I've tried using different sizes of clusters (EMR on AWS) and it always fails due to YARN killing all the nodes: https://aws.amazon.com/premiumsupport/knowledge-center/emr-exit-status-100-lost-node/
I assume that its due to too high memory requirements, but I had a cluster of 10 m5.4xlarge instances (64Giga RAM) and it still failed.
Pyspark code:
num_of_ints = int(size_in_mb * 1024 * 1024 / 4)
max_int = 2147483647
# Create a SparkSession
spark = SparkSession\
.builder\
.appName("GenerateRandomData") \
.getOrCreate()
# Generate a DataFrame with num_of_ints rows and a column named "value" between 0 and max_int
df = spark.range(num_of_ints).withColumn("value", (rand(seed=42) * max_int).cast("integer"))
# Save the DataFrame to a Parquet file
out_file = os.path.join(out_folder, 'random_list.parquet')
partitions = math.ceil(size_in_mb/10000) # the parquet file will be broken to chunks of 10giga
df.repartition(partitions).write.mode("overwrite").parquet(out_file)
# Stop the SparkSession
spark.stop()
I am open to any other way to create a parquet file of 50Giga that has random integers in it.

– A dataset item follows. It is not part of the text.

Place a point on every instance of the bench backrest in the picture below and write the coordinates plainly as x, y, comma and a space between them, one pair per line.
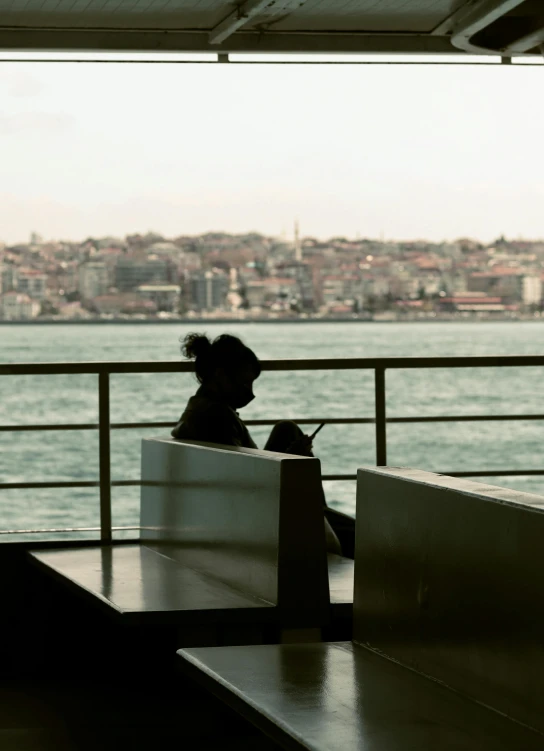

Also the data generation stage is only being done by 2 taks, but I have around 140 cores in my cluster: From spark UI
Thanks!
At the heart of delta tables are parquet files. As we known in spark, unless you repartition (1), you have multiple partitions.
Lets use an iterative approach to add data to our delta table until the number of rows or size matches your objective.
Code below create a new database.
%sql
CREATE DATABASE stack
Code below creates a new table.
%sql
CREATE TABLE someints (id INT, value INT, stamp STRING);
Create a function to add data to the delta table.
# required libraries
from pyspark.sql.functions import *
from datetime import datetime
def add_random_data():
# get variables
num_of_ints = int(1024 * 1024)
max_int = 2147483647
stamp = datetime.now().strftime("%Y%m%d-%H%M%S")
table_name = "stack.someints"
# create dataframe
df = spark.range(num_of_ints).withColumn("value", (rand(seed=42) * max_int).cast("integer")).withColumn("stamp", lit(stamp))
# write data frame
df.write.mode("append").format("delta").saveAsTable(table_name)
I am adding a million rows per call. You can use a for in range loop to call the function named add_random_data() repeatedly.
%sql
select stamp, count(*) as cnt from stack.someints group by stamp
I am using stamp to capture the date/time I call the function.
Last but not least, we can use the delta table properties to get the number of total bytes.
# get size in bytes
spark.sql("describe detail stack.someints").select("sizeInBytes").collect()
Once you have the correct size you can always write out to any format that you want.
Just remember that parquet is a column store format and it might take a while to make a 50 GB file. However, this iterative approach should avoid the out of memory issue.